I am planning to install underground sprinklers around my house. I have 1.5 acres of land, and will irrigate maybe ..5 to .75 acres of it with UGS. I am getting about 90PSI on a 3/4" supply line from the city.

My current DIY system has consisted of four, yes four, 4-valve timers for sixteen, yes... sixteen garden hoses to attach to and supply gear drive sprinklers. Boy was this fun, stupidly expensive, but very quick in a time I was finishing construction of the home. Here I am 6 months later planning the UGS system, but at least there is no mud around.

Few questions....
1.) Any online favorite retailers with good pricing someone can recommend? There are SO many options, it would be cool to get recommendations.

2.) Any brands that are definitely superior or inferior to look for or avoid?

3.) I see a lot of different supply line tubing, from black poly to HydroRain blu-lock tubing... I assume these are all essentially the same with branding and colors?

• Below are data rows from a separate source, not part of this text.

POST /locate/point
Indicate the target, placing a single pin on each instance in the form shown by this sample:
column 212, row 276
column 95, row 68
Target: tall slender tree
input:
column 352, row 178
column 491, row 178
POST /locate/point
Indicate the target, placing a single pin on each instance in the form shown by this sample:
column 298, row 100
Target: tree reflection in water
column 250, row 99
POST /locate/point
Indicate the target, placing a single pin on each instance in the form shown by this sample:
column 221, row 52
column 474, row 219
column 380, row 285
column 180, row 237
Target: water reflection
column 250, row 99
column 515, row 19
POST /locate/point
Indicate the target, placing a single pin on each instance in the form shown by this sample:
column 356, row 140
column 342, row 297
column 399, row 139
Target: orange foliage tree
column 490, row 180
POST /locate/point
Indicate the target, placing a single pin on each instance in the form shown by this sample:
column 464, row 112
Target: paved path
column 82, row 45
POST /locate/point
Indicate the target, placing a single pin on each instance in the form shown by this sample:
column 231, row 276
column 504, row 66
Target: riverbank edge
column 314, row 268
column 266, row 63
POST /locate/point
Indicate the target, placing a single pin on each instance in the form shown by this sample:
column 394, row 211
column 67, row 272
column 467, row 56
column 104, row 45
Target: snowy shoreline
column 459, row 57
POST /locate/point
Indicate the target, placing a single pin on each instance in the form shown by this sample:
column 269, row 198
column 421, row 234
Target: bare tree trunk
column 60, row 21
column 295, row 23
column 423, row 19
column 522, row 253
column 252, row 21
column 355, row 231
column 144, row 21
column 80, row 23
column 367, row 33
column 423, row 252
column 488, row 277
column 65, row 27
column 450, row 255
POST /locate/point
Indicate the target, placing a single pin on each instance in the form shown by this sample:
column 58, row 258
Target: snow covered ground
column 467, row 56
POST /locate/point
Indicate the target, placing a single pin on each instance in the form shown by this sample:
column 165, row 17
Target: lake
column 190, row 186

4.) Lastly, has anyone found a decent online designer that is not just made for perfect-world tiny front or back yards?


----------



## jdc_lawnguy (Oct 30, 2018)

@CTSNicholas , I feel your pain... I ran a 12 zone above ground system this year, with 36 heads and who knows how many linear feet of hose. Boy was that an expensive solution!!!!

I am in the process of designing a new in ground system. Rain bird offers a free design service. I am getting ready to submit my sketch and details to them now, so can't vouch for how good they are, but it is an option.

Orbit also offers one through the Homedepot site if you google it, it should come up. I found the interface clugy, but the info was helpful.

I am also getting quotes locally.

Good Luck!!!


----------



## CTSNicholas (Jul 25, 2018)

@jdc_lawnguy How did your system come out? Still working, or finished?


----------



## jdc_lawnguy (Oct 30, 2018)

My system went in the week after Memorial Day. I ended up having it installed.

The team used a pipe pulled which led to minimal lawn damage. I ended up buying a Rachio 3 to run the system.

The installer used KRain RPS75 rotors with the number 2 nozzle. So far happy with performance, but will say the system has not run much due to all the rain


----------